Con la productora vienen apostando a películas grandes y ambiciosas…
Es lo que queríamos hacer, con Milagros nos conocemos desde la Facultad y es lo que quisimos siempre hacer, sabíamos que la gente quiere este cine, basado en reglas de género más universales, y con sus localismos también, porque ninguna cosa quita la otra, sentía que con mi generación veníamos de lo opuesto en el cine y queríamos que se haga, muchos tenemos ganas.

¿Siempre pensaron además sumar a nuevas generaciones a estas propuestas para ampliar el público?
Si, y me gusta o nos gusta aquello que creemos que funciona para nosotros y después en los demás, como cuando hicimos Abzurdah (2015) con Eugenia Suárez, ahora Oriana Sabatini, buscar nuevos talentos, que nos gustan y evitar buscar a la misma gente para el mismo rol. Hay veces que la gente tiene dudas sobre si tal actor o actriz van a poder hacer algo, pero para mí eso es un freno creativo. Confío mucho en la gente que creo que tiene que estar para las películas.

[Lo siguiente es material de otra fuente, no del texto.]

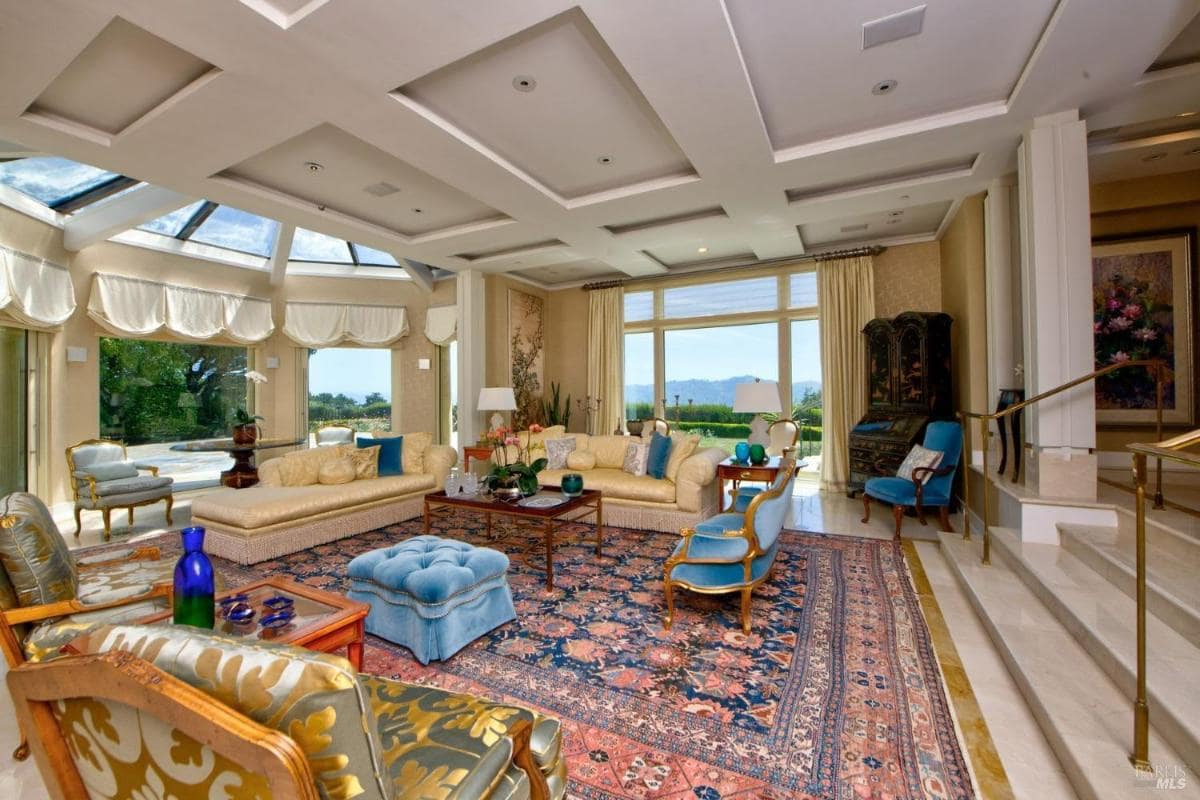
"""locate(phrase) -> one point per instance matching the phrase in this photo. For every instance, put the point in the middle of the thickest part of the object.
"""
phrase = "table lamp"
(496, 398)
(760, 397)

Es clave también el elenco de jóvenes actrices de Perdida ¿quién hizo el casting?
Pablo Ini, fue un casting con mucho trabajo porque tampoco hay tanta referencia en el cine argentino, debían ser niñas, pero a la vez mujeres con un carisma para la película, estoy muy contento porque son chicas que actuaron muy bien y disfrutaron trabajando. Eso es suerte, a veces le pifias, pero las experiencias que tenemos son buenas, y generamos una situación de trabajo en equipo. Esa es nuestra situación de trabajo respetando a la gente. Es nuestra forma de trabajo, día a día, más allá del rodaje.

¿Hicieron ensayos?
Sí, con algunos menos como con Amaia Salamanca, no hubo mucho ensayo físico, sino más hablar del personaje, hacia dónde ir, el tono, ir armando el personaje de a poco, escuchando al otro y diciendo qué es lo que uno quiere.

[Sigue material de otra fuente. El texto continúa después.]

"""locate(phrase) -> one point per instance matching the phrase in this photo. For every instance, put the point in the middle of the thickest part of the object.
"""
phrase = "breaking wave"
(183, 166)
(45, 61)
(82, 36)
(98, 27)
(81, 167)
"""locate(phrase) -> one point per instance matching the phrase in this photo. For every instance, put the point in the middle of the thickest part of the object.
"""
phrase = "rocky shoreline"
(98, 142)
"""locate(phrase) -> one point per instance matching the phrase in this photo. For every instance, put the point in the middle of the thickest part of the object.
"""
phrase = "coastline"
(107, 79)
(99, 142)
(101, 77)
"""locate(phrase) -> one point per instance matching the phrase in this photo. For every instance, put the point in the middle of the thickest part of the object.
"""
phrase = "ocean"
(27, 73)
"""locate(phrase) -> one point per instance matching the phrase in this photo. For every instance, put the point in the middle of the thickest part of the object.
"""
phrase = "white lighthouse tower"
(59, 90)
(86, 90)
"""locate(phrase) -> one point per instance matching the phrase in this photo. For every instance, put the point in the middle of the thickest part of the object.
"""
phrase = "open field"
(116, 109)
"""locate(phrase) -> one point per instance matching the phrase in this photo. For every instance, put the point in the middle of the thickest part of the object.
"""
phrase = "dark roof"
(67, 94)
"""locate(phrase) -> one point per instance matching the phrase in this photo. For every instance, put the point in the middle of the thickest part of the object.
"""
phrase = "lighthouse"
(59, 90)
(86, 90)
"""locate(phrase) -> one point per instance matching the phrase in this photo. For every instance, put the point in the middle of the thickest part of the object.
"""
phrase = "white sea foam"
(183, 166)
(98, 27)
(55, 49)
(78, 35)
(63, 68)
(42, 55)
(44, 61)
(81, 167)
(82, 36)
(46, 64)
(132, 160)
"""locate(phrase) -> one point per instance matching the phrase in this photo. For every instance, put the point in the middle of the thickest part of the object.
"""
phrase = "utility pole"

¿Es más difícil eso cuando, como en este caso, los personajes sufren transformaciones dentro del relato?
Se va haciendo a través de todos los elementos del cine, del vestuario, la puesta, una vez, claro, que el actor sabe a dónde va el personaje, desde el guion, yo no creo mucho en la dirección de actores que la gente se imagina, creo que más que nada hay que corregir cosas y hablar de aquello que uno quiere, el actor es el que actúa, es un trabajo en equipo, pero dependes mucho del actor.

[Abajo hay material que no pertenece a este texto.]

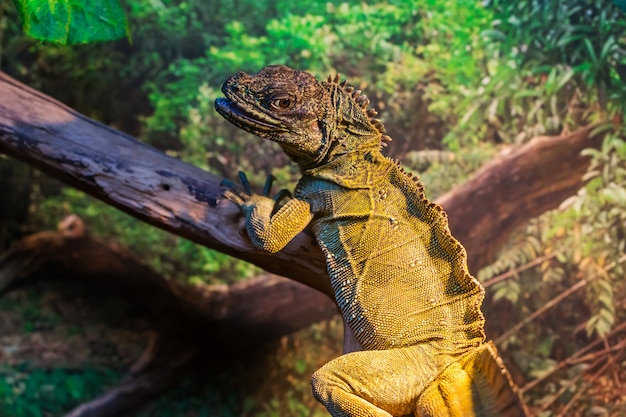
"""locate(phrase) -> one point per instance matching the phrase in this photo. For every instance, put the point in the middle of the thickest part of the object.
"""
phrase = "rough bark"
(185, 200)
(186, 320)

Hablando del trabajo en equipo ¿Imaginás que podrías haber hecho Perdida con otro equipo que no sea el tuyo? ¿Hubiese sido más difícil?
La realidad es lo que es y lo que es, es lo mejor, los equipos nuestros se repiten, por ahí el casting no, pero acá fue el ideal, todos estaban bien en ese momento en sus vidas.

¿Pensaste en un público específico para la película?
Quiero que la vea el que tiene ganas de verla, pero está pensada para todo público, es una película con un interés social, relacionado a la trata de personas, después tiene un género específico, el thriller, y además es una película que entretiene y hace sentir y pensar. Es para un público amplio, los protagonistas son jóvenes, el casting es atractivo, no soy adolescente, pero me gustaría serlo para ir a ver a Oriana. Nosotros ya la veíamos para hacer cine y pasó su naturalidad para trabajar, su talento natural que se nota, como por ejemplo en las escenas de acción el equipo me decía que nunca habían trabajado con alguien en su primera vez y que haga tan natural todo.